Lesson

Building Multi-Agent Systems

As your AI applications grow, you might find that a single Agent, governed by a single System Prompt, starts making mistakes. If you tell an Agent to be a witty marketing copywriter AND a strict JSON data extractor, its "brain" gets pulled in two different directions.

The solution is a Multi-Agent System.

What is a Multi-Agent System?

Instead of building one massive Agent that tries to do everything, you build multiple specialized Agents that talk to each other.

Think of it like a corporate office. You don't have one employee who does sales, engineering, HR, and accounting. You have a Manager who delegates tasks to Specialists.

The Architecture

Let's build an AI software development team.

  1. The Manager Agent:

    • Prompt: "You are a Project Manager. Read the user's feature request. Break it down into code tasks. Pass the tasks to the Coder Agent. When the Coder is done, pass the code to the QA Agent. Finally, deliver the result to the user."
    • Tools: assign_task_to_coder(), assign_task_to_qa()
  2. The Coder Agent:

    • Prompt: "You are a Senior Developer. Write React code based on the Manager's instructions. Only output raw code."
    • Tools: None. Just outputs text.
  3. The QA Agent:

    • Prompt: "You are a ruthless QA Tester. Review the Coder's code.
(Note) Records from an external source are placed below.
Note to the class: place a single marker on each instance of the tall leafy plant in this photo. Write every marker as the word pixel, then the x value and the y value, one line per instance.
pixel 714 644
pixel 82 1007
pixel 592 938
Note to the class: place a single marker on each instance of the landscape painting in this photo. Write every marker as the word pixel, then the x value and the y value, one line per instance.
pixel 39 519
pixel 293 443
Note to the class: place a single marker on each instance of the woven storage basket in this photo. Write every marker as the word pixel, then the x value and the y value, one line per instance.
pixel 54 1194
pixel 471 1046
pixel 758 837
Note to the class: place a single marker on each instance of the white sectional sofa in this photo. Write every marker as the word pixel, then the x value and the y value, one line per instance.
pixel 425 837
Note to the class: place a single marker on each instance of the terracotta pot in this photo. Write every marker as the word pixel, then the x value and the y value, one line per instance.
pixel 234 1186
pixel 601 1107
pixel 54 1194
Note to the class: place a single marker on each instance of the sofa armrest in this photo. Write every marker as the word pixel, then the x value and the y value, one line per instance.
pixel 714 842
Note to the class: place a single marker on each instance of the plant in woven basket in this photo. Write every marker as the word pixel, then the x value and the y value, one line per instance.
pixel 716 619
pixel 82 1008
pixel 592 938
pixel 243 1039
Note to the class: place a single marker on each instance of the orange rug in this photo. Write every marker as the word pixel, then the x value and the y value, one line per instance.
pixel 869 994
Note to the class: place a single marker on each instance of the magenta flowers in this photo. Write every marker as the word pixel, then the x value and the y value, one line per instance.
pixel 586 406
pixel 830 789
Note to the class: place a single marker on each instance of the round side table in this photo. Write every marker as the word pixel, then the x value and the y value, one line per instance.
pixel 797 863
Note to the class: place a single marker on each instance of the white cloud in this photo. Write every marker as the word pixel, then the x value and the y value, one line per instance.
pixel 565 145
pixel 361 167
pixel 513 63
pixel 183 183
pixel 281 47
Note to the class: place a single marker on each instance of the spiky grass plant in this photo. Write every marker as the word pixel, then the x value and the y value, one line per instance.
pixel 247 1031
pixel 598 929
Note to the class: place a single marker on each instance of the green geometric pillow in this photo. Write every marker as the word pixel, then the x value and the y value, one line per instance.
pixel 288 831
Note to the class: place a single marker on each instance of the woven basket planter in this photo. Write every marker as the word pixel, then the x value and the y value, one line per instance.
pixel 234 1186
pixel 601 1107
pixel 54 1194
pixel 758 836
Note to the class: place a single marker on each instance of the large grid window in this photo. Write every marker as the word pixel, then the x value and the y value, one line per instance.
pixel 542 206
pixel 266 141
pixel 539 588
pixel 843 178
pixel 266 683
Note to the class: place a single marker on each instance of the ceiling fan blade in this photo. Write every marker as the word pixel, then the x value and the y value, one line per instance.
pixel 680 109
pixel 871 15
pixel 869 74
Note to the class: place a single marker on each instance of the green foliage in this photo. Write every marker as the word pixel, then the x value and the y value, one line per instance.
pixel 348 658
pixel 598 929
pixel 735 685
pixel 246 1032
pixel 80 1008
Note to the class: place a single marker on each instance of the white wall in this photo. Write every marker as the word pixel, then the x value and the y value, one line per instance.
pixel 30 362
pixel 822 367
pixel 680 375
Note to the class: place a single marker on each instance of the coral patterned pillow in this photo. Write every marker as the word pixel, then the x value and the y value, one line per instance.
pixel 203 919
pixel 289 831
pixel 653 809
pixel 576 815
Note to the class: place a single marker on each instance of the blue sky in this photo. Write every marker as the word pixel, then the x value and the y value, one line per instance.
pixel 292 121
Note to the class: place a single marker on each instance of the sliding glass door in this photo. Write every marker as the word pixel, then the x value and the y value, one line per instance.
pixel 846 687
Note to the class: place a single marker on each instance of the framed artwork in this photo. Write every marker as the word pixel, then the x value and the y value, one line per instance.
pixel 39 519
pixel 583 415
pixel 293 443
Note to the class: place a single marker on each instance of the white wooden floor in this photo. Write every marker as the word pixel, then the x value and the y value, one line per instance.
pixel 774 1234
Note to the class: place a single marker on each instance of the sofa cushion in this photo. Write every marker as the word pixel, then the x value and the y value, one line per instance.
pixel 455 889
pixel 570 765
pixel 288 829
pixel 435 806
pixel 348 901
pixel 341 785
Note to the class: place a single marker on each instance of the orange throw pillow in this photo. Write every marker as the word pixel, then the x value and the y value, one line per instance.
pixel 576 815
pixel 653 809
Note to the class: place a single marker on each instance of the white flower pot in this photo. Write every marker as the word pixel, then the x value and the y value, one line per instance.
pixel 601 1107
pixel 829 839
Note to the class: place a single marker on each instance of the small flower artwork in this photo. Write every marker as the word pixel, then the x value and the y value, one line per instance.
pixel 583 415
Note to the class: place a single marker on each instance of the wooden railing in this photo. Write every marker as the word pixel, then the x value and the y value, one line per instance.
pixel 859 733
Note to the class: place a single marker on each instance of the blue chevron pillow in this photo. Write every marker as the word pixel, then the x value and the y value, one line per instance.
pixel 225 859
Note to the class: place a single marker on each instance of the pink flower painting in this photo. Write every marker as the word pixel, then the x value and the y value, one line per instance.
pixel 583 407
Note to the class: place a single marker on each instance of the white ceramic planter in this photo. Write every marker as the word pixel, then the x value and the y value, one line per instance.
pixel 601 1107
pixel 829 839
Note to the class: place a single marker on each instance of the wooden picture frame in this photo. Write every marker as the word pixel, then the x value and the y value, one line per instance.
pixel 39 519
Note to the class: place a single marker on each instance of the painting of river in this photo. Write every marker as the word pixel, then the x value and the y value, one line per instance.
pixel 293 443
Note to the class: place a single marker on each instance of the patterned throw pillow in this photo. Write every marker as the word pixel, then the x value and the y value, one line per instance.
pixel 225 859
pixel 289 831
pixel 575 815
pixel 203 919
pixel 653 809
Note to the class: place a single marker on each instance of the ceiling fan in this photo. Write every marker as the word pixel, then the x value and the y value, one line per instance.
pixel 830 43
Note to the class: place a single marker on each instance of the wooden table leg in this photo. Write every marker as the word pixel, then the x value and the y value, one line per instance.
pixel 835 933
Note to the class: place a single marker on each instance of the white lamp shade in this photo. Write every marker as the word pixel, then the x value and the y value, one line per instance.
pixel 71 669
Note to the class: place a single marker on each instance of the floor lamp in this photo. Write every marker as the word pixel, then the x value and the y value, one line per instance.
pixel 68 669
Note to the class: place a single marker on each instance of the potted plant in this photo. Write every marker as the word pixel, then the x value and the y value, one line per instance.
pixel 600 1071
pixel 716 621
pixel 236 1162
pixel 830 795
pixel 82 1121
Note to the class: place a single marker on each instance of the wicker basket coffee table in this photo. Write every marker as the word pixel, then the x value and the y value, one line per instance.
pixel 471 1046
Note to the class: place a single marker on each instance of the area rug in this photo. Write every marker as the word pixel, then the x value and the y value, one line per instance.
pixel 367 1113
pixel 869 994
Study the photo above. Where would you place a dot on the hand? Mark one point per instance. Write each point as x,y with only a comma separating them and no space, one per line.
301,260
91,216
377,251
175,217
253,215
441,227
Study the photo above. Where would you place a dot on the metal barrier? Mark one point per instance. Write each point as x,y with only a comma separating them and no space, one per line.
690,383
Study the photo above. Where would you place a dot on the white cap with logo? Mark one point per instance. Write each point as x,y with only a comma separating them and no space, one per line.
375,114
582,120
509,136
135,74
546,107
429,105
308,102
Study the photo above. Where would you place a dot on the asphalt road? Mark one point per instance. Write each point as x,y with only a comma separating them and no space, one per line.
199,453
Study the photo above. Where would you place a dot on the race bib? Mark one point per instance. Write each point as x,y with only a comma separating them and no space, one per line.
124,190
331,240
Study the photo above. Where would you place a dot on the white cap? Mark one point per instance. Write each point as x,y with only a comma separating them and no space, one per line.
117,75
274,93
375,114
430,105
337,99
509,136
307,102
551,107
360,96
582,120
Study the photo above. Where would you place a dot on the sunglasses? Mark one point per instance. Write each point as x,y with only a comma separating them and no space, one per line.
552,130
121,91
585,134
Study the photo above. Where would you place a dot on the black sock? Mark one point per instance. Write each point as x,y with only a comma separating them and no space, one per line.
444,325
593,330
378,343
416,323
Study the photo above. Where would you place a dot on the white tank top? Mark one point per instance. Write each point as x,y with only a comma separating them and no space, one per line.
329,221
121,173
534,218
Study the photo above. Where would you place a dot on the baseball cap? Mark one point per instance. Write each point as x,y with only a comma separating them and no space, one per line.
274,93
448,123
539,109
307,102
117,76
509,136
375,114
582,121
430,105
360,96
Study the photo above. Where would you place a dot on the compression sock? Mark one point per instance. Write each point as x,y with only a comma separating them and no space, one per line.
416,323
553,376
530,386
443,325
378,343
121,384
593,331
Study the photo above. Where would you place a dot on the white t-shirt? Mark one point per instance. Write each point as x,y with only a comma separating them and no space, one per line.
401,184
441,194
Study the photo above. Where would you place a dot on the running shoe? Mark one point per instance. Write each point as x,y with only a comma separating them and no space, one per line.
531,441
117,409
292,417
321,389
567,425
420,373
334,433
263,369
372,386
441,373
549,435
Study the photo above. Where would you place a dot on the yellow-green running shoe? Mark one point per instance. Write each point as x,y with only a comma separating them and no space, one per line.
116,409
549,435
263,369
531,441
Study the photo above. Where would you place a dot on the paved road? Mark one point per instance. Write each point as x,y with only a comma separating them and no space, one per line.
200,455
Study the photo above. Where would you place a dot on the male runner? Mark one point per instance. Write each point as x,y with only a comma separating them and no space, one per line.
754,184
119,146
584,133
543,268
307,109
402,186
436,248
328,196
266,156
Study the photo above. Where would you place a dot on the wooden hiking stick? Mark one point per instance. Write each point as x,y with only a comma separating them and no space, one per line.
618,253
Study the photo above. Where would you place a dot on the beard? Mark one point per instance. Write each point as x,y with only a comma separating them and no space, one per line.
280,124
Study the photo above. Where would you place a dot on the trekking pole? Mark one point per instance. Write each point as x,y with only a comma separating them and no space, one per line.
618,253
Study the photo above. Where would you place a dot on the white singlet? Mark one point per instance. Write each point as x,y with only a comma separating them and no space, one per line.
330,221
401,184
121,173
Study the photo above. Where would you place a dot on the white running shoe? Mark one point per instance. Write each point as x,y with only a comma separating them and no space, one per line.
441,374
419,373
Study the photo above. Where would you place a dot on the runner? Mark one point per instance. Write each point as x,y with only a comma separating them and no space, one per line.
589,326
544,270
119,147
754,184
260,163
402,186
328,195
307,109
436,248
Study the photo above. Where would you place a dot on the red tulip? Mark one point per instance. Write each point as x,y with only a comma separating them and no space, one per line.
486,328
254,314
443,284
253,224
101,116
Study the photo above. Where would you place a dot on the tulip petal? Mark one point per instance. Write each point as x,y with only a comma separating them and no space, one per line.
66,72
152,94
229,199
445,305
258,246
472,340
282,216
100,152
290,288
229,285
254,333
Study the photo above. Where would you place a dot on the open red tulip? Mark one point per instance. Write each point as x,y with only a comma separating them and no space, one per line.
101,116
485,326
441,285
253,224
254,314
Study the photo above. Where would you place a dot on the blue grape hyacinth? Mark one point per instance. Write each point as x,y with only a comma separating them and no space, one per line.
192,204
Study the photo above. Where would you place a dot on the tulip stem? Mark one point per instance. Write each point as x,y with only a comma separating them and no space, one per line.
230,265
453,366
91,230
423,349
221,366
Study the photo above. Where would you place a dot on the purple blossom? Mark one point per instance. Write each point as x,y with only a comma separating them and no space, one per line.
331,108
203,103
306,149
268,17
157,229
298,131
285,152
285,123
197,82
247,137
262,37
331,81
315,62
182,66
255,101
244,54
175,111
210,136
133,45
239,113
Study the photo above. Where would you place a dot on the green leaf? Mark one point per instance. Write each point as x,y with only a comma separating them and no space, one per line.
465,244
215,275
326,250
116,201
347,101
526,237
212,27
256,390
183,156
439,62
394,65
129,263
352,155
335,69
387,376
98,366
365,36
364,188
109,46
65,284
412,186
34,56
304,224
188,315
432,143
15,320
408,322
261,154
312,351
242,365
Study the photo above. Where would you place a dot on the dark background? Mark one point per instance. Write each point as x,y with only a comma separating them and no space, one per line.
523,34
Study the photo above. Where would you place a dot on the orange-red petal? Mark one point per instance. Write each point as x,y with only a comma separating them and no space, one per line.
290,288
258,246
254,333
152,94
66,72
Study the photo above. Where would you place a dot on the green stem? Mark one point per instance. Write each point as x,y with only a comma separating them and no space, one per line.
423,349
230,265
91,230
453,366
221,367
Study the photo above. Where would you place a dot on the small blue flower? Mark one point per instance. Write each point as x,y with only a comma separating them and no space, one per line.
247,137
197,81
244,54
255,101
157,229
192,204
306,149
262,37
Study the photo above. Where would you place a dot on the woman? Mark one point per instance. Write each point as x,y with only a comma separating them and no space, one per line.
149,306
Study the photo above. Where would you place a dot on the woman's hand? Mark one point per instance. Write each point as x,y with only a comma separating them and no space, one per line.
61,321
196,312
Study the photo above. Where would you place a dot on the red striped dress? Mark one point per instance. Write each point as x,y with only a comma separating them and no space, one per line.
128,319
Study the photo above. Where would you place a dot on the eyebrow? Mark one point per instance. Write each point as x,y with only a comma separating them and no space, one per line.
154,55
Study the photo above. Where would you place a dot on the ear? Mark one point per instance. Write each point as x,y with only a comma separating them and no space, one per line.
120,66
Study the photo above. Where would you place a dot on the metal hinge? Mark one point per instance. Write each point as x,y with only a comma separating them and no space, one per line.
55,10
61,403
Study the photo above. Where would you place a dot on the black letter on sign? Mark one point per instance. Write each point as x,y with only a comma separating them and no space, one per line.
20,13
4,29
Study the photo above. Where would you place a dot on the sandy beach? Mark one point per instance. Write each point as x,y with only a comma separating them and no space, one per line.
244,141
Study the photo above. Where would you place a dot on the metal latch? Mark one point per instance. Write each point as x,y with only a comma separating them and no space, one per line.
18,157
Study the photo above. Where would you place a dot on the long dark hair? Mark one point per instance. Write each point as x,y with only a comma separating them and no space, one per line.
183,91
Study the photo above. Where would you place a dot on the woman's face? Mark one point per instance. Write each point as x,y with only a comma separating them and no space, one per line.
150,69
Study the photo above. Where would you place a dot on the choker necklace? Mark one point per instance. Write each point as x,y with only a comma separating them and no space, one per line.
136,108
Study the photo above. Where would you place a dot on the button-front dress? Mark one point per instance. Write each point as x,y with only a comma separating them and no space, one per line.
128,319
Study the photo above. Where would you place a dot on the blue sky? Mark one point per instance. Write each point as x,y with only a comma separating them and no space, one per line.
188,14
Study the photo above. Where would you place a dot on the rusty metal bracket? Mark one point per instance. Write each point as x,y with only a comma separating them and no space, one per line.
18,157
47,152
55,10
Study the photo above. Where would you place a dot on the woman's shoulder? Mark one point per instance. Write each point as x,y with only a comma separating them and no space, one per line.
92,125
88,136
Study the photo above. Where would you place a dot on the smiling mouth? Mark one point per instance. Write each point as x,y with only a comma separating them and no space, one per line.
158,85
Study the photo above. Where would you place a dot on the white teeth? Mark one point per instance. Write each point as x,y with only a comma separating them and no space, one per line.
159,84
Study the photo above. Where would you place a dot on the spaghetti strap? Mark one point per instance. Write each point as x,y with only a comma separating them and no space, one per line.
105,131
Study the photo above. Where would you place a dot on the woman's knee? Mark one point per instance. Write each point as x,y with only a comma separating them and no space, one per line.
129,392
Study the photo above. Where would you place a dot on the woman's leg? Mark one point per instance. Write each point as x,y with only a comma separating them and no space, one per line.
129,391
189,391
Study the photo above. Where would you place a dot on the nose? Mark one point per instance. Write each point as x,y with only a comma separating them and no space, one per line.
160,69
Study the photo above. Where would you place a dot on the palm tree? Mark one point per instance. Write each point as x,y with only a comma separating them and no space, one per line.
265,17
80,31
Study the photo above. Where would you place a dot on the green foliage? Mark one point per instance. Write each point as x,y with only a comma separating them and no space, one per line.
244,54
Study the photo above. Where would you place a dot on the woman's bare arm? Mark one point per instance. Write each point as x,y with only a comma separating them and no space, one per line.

If you find a bug, reject it and send it back to the Manager with an explanation."
    • Tools: reject_code(), approve_code()

How the Code Works

In your Node.js backend, these "Tools" aren't calling external weather APIs. They are literally just calling other Claude API endpoints!

When the Manager outputs assign_task_to_coder("Write a button"): Your Node.js app intercepts that tool, creates a new payload with the Coder's System Prompt, passes the text "Write a button" to it, and waits for Claude (acting as the Coder) to return the code.

Your Node.js app then packages that code into a tool_result block and hands it back to the Manager.

Benefits of Multi-Agent Systems

  1. Separation of Concerns: Each Agent has one hyper-focused System Prompt, drastically reducing confusion and hallucinations.
  2. Specialized Models: The Manager might use Opus (for deep logic), the Coder might use Sonnet (for fast coding), and the QA might use Haiku (for quick reviews). This optimizes costs.
  3. Autonomy: By defining the rules of interaction (e.g., the QA Agent is allowed to reject code and trigger a rewrite), the system can loop and self-correct multiple times before the human user ever sees the final output.

Multi-Agent Systems are the cutting edge of modern AI engineering. They transform LLMs from simple chatbots into autonomous digital workforces.